Perhaps you’ve been to this restroom at the Route 528 boat launch in Moraine State Park. The restroom is clean but the water is not. “Notice. Non-potable water. Not for Drinking.” The metallic smell and orange-stained sinks and toilets make you wonder, “If the water’s that bad, should I use it to wash my hands?”
Coal mining contaminated the ground water here(*). The orange water is acid mine drainage. When the coal was removed it exposed pyrite which, when exposed to water, turns into sulfuric acid and iron. Bad water from old surface and underground mines flows into streams and wells in Pennsylvania’s coal regions.

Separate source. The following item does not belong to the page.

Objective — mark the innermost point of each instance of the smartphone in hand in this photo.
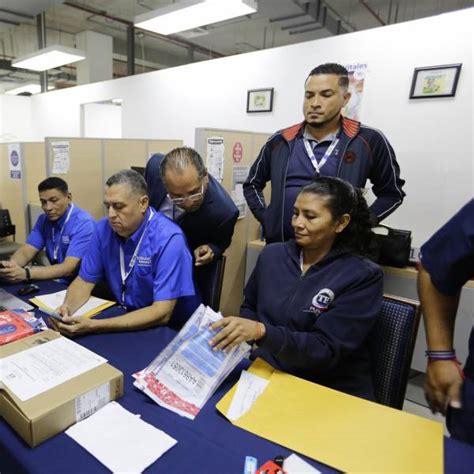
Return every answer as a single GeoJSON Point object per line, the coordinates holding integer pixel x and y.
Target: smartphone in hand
{"type": "Point", "coordinates": [28, 289]}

95% of the abandoned mine drainage in the U.S. is right in here in western PA, West Virginia, southwestern Virginia, and far western Maryland. Visitors are shocked by the orange water we’ve come to take for granted. Pennsylvania has more than 3,000 miles of these polluted streams, a problem too huge for individuals to solve.
The good news is that Pennsylvania stepped in with coal mining laws in the 1960’s that prevent new water contamination and PA Department of Environmental Protection (DEP) can require clean up when an old mine is reopened. Slowly, the worst water is being treated and improved.

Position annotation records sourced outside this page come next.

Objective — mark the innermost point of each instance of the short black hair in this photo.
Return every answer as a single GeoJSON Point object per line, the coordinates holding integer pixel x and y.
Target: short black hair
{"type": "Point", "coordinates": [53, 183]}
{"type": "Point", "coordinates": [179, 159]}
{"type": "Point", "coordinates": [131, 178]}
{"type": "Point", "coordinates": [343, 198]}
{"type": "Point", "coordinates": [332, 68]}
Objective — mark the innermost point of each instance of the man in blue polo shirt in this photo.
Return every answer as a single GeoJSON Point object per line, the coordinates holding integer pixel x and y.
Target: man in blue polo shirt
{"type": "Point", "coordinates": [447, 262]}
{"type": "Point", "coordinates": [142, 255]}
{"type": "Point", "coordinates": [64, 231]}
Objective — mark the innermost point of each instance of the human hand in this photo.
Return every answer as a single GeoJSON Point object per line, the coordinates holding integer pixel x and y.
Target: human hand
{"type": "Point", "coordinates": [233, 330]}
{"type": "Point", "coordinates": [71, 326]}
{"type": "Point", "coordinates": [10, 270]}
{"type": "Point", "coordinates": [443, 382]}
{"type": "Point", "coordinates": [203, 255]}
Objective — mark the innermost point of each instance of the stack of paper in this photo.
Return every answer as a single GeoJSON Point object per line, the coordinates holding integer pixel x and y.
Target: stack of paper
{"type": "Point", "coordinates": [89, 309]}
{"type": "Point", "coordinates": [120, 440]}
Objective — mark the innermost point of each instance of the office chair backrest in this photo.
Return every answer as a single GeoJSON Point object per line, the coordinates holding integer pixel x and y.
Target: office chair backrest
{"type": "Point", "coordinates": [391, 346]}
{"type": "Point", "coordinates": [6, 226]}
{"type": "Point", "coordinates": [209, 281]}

That’s how part of the Conemaugh River turned from orange to clear in Somerset County in 2013. See before and after pictures and read about the impressive change here on the Allegheny Front.
(photo by Kate St. John)
(*) There are other ways to expose pyrite. During construction of Interstate-99, excavation and rock-handling on Bald Eagle Ridge exposed pyrite that polluted nearby ground water and Buffalo Run, a high quality stream. Though the pyrite was known to be there, construction plans ignored it. It took two years and $83 million to fix the mistake.

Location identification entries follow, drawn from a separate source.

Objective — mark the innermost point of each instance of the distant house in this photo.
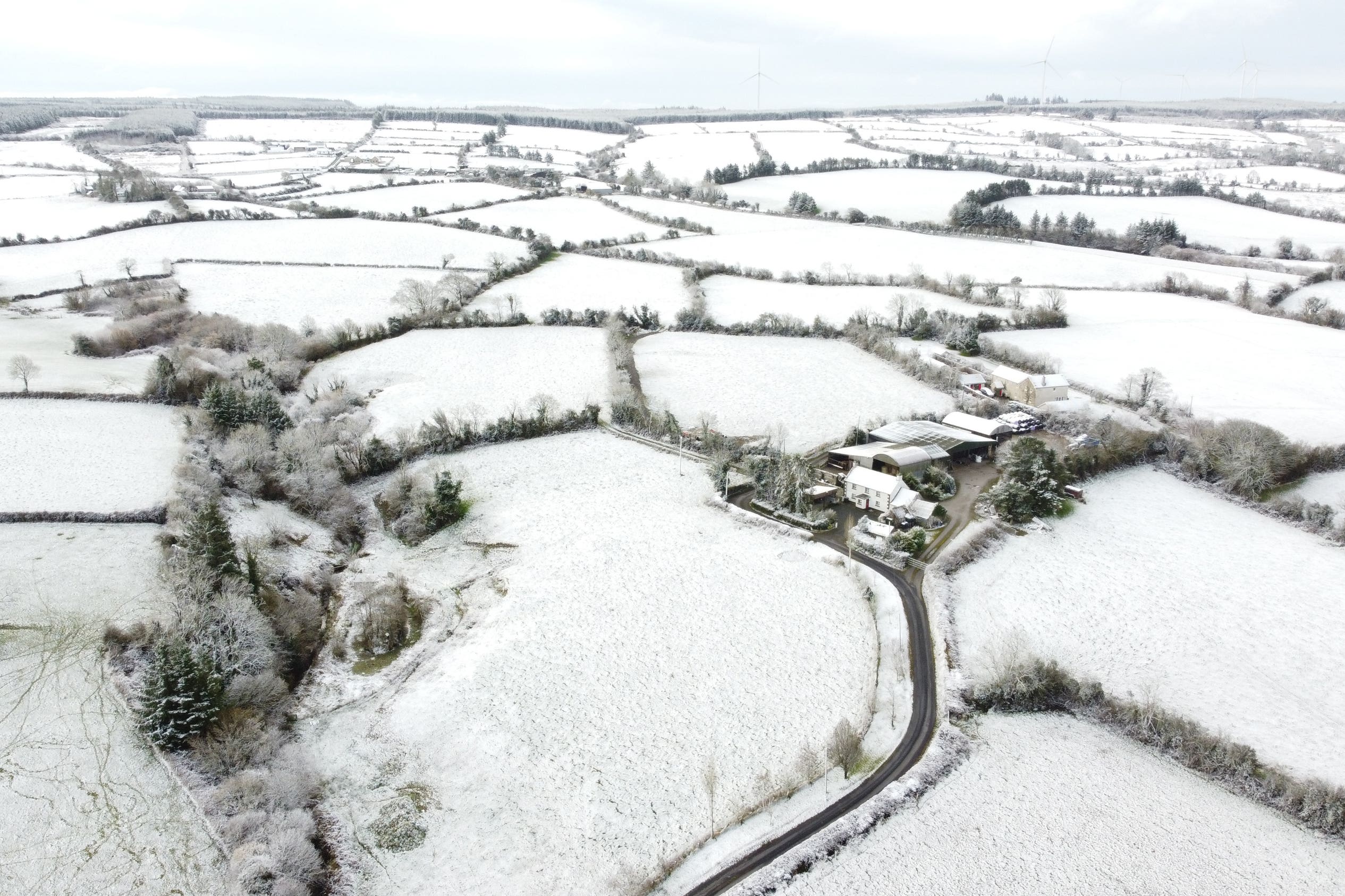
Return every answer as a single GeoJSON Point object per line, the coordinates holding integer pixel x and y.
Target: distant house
{"type": "Point", "coordinates": [872, 491]}
{"type": "Point", "coordinates": [885, 457]}
{"type": "Point", "coordinates": [1029, 389]}
{"type": "Point", "coordinates": [997, 430]}
{"type": "Point", "coordinates": [587, 187]}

During the formulation, enactment, and enforcement phases of the MAD cleanup
laws,there has been powerful and incessant opposition to them. It continues to this
day. The corporate position is that the government entities (us) pick up the tab for
cleanup. This was the case for the post- surface mining resolution for damage from strip mining conducted during the first half of the 20th Century. Most of the operators were
disbanded and long – gone before the public and government decided to attack the
problem. Thus, the enormous costs were shifted to the government, the cleanup continuing to this day. Thus, orange, smelly, non- potable water in a public sink,the
legacy of that long- ago era of unregulated damage to OUR environment.
There are lessons to be learned here. Think present- day energy boom.